Crockett swirled the liquor and ice for a moment. “That’s my redemption, is it?”
“Sure,” Satin said. “You’re a good man. If you liked killing people, that would not be the case.”
“I liked killing Rachael’s father.”
“That was revenge. He killed his daughter, for crissakes! A woman you loved, I might add. Besides, you didn’t kill him. His dogs did that.”
“Yeah, but I turned them loose. I was the cause of his death.”
Satin smiled. “That’s okay, Crockett,” she said. “You’re making up for it.”
“I am?”
“Sure. You’re the cause of my life.”
It was just getting dark and the two of them were nearly comatose when Crockett shifted his shoulder under Satin’s neck and stopped the swing.
“A gift?” he asked.
“Hmmm?” Satin’s reply was full of sleepiness.
“You got that scotch as a gift?”
“Never comes the day when I’ll spend a hundred and eighty bucks on a bottle of booze.”
“A gift from who, uh, whom, if I may ask?”
“Jealous?”
“A little.”
“A guy.”
“That’s it? Just a guy?”
“His name was Shane. I knew him a few years ago. He was a nice man. He bought me the scotch because he thought I’d enjoy it.”
“And?”
“And, knowing the male of the species as I do, because he also thought it might result in sexual favors.”
Crockett nodded. “Us hairy-knuckle types’ll make huge sacrifices if we think it might be part of foreplay.”
Satin let that one float. Crockett was patient. Finally she spoke up.

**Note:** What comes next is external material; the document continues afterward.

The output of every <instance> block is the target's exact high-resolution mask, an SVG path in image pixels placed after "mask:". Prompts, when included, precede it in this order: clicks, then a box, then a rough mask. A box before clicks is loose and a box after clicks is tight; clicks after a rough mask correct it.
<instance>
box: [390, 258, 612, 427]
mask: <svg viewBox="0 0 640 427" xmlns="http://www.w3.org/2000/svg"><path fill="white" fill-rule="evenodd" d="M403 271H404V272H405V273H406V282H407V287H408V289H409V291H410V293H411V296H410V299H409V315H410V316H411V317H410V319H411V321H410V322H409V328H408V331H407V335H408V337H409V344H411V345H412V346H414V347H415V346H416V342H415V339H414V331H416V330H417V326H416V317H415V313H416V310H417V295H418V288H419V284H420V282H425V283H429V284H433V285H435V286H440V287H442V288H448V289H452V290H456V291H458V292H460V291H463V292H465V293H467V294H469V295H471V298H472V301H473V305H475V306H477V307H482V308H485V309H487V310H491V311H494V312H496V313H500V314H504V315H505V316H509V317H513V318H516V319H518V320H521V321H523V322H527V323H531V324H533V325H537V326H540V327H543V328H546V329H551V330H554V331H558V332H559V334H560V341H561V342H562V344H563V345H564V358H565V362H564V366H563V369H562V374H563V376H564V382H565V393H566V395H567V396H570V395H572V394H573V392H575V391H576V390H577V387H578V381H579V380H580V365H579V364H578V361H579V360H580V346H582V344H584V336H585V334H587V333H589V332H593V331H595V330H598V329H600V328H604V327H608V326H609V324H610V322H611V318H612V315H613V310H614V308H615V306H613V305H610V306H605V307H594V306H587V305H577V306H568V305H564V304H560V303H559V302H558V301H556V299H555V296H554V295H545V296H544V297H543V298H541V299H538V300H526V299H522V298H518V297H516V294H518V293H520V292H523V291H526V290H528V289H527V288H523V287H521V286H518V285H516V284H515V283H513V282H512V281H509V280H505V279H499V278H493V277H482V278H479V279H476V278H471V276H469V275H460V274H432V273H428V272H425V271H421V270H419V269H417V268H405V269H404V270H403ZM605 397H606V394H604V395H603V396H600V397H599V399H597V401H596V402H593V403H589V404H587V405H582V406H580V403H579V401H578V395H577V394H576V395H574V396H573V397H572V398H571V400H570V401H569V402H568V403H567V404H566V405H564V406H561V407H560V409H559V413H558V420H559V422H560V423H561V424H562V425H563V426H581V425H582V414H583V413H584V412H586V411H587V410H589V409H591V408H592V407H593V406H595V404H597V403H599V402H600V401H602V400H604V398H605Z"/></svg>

“At this point, and before you ask any more questions,” she said, “you might do well to remember that the scotch was unopened when I arrived, and that I brought it for you.”
Crockett stared into the growing dark for a moment. “So,” he said, “the question remains. Is this bottle part of foreplay?”
Satin got to her feet. “Why don’t you shut up and come upstairs.”
“What’s in it for me?”
“Your chance to earn the scotch.”
Crockett smiled. “Help me up,” he said.